This wasn't just someone they had on standby to give the physicians some calming music: the saxophone-loving musician was the patient, who was trying to get rid of a tumor. Like, at that very moment.
Diagnosed in early 2015, Dan Fabbio, a music teacher, began to hear odd sounds and suffering bouts of feeling dizzy and nauseous.
"I was working in my office and all of a sudden I started seeing and hearing things that weren't there," Fabbio recalled in an interview with Seeker. "The sounds were musical."
Concerned, he had some tests done that later confirmed he had a benign tumor that had been growing in his brain since childhood. While the tumor was non-cancerous, it was threatening Fabbio's musical career.
(Warning: graphic images.)
"I was very scared," Fabbio said. "It was really hard to fathom losing my musical ability. I mean, it's not something you really think about losing."
Tests revealed Fabbio's tumor was close to a region of the brain associated with musical functioning, and, unfortunately for the instructor, surgery posed the risk of having a dramatic impact on his abilities to continue in his chosen profession.
However, with the help of neurosurgeon Web Pilcher and his colleague Brad Mahon, Fabbio was given a fighting chance.
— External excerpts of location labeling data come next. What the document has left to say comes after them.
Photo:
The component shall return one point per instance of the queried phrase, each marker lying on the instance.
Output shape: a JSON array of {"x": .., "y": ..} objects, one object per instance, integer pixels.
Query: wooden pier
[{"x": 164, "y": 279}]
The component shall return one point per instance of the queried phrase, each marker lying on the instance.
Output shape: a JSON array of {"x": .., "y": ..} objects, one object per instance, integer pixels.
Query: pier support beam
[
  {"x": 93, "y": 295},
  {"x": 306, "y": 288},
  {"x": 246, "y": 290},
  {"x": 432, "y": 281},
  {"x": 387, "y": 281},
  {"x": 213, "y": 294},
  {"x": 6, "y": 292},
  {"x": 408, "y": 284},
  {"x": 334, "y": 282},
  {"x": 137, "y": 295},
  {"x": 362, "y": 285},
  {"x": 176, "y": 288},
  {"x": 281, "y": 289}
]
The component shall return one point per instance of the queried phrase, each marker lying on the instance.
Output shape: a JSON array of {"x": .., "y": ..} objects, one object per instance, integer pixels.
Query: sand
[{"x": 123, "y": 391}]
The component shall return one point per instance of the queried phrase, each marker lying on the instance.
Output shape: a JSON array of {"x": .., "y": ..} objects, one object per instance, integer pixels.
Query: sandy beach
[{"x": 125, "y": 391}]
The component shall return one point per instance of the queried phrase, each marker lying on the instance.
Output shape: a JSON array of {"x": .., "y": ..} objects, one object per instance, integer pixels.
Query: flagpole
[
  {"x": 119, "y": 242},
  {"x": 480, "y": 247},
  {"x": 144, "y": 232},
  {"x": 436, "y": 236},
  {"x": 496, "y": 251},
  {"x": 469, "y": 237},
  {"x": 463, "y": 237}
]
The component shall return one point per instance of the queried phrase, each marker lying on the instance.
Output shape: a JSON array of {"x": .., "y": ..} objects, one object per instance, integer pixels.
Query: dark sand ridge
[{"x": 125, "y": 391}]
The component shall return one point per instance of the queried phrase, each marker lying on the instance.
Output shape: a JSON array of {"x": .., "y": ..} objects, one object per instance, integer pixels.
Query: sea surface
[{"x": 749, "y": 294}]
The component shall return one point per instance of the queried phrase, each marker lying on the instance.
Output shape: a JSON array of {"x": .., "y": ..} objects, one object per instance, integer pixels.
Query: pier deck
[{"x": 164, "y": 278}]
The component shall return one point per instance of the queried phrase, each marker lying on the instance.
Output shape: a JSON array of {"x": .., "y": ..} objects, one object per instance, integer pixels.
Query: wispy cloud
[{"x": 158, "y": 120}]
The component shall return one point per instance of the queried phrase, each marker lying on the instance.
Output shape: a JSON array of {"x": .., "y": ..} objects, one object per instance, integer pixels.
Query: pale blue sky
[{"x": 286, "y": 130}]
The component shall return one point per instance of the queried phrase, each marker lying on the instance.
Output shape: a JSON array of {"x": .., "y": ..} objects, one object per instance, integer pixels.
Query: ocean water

The two doctors, collaborators in the university's Translational Brain Mapping Program, work on locating the precise areas of the brain associated with specific activities.
"There can be a fair amount of variability among individuals," Mahon said. "Your language region is more or less in the same place as mine, but they might be two centimeters apart."
In order to create a detailed map of Fabbio's brain, the brain surgeons called in Elizabeth Marvin, a professor of music theory in the University of Rochester's Eastman School of Music, to help develop a series of musical tests for Fabbio to perform that would show what parts of the brain were activated by different tasks during an MRI scan.
Once Fabbio was on the operating table, the brainy docs asked Fabbio to repeat the musical tests to see if they could identify an area of the brain that disrupted his ability to process music. With Marvin in the room, the professor would judge Fabbio's attempt to repeat the melody. If he'd failed or altered the musical note, the doctors would mark the area.
After the tumor was successfully removed, the doctors called for the saxophone to be brought out as the final test.
"They said I likely wouldn't remember any of it," Fabbio said. "But I do remember being awake, and I do remember playing my saxophone. It was all kind of surreal."
According to Mahon, Fabbio, who fully recovered from the surgery six months later, "played flawlessly."
Pilcher and Mahon's findings were later published in Current Biology.